EFFECT OF CONSANGUINEOUS MARRIAGES ON PEINATAL OUTCOME
Objective: To identify the characteristics of women in consanguineous marriage and their effects on reproductive behavior, adverse pregnancy and fetal outcomes.
Study Design: Cross-sectional comparative study.
Place and Duration of Study: Department of Obstetrics and Gynaecology, Pak Emirates Military Hospital, Rawalpindi, from Jan 2017 to Oct 2017.
Methodology: After fulfilling the inclusion and exclusion criteria, patients were divided into two groups, consanguineous and non-consanguineous group. Data was collected at the time of delivery, whether vaginal delivery or cesarean section. It included demographic profile and clinical factors. Then all the newborn babies were followed up to discharge from the hospital for neonatal outcomes.

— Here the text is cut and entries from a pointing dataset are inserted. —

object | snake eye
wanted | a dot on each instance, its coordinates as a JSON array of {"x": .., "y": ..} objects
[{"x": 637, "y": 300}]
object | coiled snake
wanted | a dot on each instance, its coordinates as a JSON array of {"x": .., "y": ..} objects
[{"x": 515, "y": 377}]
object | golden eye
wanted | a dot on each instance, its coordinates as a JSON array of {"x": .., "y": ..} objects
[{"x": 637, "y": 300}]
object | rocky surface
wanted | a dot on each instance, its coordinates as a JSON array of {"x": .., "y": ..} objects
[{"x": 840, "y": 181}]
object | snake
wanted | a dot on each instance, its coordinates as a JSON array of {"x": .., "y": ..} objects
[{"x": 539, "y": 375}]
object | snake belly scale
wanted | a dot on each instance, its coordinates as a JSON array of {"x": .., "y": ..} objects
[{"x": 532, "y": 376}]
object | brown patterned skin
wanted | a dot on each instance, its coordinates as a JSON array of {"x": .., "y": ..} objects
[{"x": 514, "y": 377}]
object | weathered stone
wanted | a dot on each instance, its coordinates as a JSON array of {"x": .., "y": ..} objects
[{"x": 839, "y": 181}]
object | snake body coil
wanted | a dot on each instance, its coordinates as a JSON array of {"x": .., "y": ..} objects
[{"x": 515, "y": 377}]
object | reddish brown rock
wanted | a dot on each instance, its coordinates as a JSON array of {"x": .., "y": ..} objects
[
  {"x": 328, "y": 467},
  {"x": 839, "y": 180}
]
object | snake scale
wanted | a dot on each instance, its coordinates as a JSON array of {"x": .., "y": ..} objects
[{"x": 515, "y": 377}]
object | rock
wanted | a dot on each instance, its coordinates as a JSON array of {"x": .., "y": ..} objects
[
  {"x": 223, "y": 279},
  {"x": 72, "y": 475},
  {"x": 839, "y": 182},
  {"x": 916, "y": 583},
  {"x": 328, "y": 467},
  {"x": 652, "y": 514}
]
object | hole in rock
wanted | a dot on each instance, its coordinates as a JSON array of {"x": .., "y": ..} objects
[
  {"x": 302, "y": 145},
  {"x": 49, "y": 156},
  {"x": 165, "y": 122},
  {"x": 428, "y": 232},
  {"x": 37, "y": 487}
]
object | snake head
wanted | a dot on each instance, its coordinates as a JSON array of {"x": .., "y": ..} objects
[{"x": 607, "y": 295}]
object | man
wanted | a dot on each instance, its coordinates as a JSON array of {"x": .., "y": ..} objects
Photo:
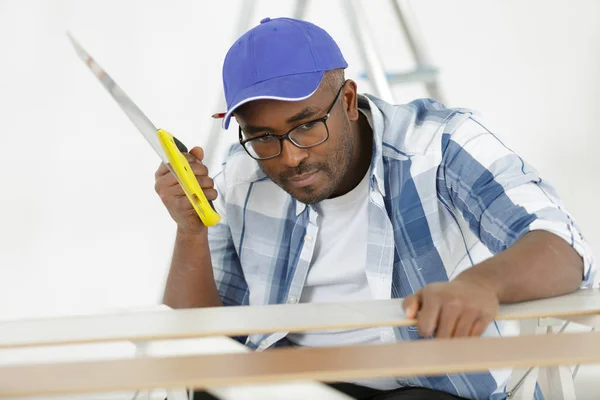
[{"x": 334, "y": 196}]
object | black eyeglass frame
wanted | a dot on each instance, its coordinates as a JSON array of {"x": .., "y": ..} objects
[{"x": 287, "y": 134}]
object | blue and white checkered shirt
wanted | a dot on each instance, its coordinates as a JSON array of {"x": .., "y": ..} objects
[{"x": 445, "y": 194}]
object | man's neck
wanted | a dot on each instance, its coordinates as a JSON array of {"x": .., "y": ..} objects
[{"x": 361, "y": 159}]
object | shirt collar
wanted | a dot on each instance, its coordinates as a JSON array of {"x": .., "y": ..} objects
[{"x": 376, "y": 120}]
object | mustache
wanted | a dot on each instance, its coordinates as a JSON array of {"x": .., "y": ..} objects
[{"x": 301, "y": 169}]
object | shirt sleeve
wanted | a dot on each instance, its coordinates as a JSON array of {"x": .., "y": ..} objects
[
  {"x": 227, "y": 269},
  {"x": 501, "y": 196}
]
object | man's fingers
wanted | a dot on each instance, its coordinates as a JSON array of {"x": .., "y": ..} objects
[
  {"x": 210, "y": 193},
  {"x": 161, "y": 171},
  {"x": 449, "y": 316},
  {"x": 198, "y": 153},
  {"x": 428, "y": 316},
  {"x": 411, "y": 305},
  {"x": 199, "y": 169}
]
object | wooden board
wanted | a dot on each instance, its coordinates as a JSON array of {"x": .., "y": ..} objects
[
  {"x": 416, "y": 358},
  {"x": 232, "y": 321}
]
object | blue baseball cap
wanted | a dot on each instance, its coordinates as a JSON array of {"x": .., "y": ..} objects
[{"x": 280, "y": 59}]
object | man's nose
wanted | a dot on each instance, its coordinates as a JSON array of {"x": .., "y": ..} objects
[{"x": 292, "y": 155}]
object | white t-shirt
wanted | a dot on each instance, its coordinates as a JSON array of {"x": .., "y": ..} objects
[{"x": 337, "y": 271}]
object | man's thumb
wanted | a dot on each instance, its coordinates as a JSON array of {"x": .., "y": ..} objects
[{"x": 411, "y": 306}]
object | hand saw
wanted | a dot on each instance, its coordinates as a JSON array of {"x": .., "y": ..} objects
[{"x": 166, "y": 146}]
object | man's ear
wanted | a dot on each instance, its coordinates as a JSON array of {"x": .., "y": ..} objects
[{"x": 350, "y": 99}]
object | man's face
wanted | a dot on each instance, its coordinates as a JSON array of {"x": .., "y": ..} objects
[{"x": 311, "y": 174}]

Results: There were 1381 participants included in the study. First cousin marriages accounted for 31.1%, second cousin marriages 14.3% and those not in relation were 54.6%. Consanguinity had significant association with age (p=0.03) and ethnicity (p=006). Significant association with consanguinity was found for threatened preterm labour (p=0.04), preterm delivery (p=0.04), nursery admissions (p<0.01), and neonatal outcomes (p<0.01). Low education was found to be 2.46 times more likely to be with consanguinity. Pathan ethnicity gave 1.75 times positive association. Amongst neonatal outcome measures, early neonatal deaths were found two times more likely for consanguinity as compared to non-consanguinous cases.
Conclusion: Consanguinity is very common in Pakistan especially in some ethnic groups. Despite targeting a homogenous group, consanguineous marriages were associated with much higher risk of neonatal intensive care unit admission, stillbirth, perinatal mortality and congenital abnormalities.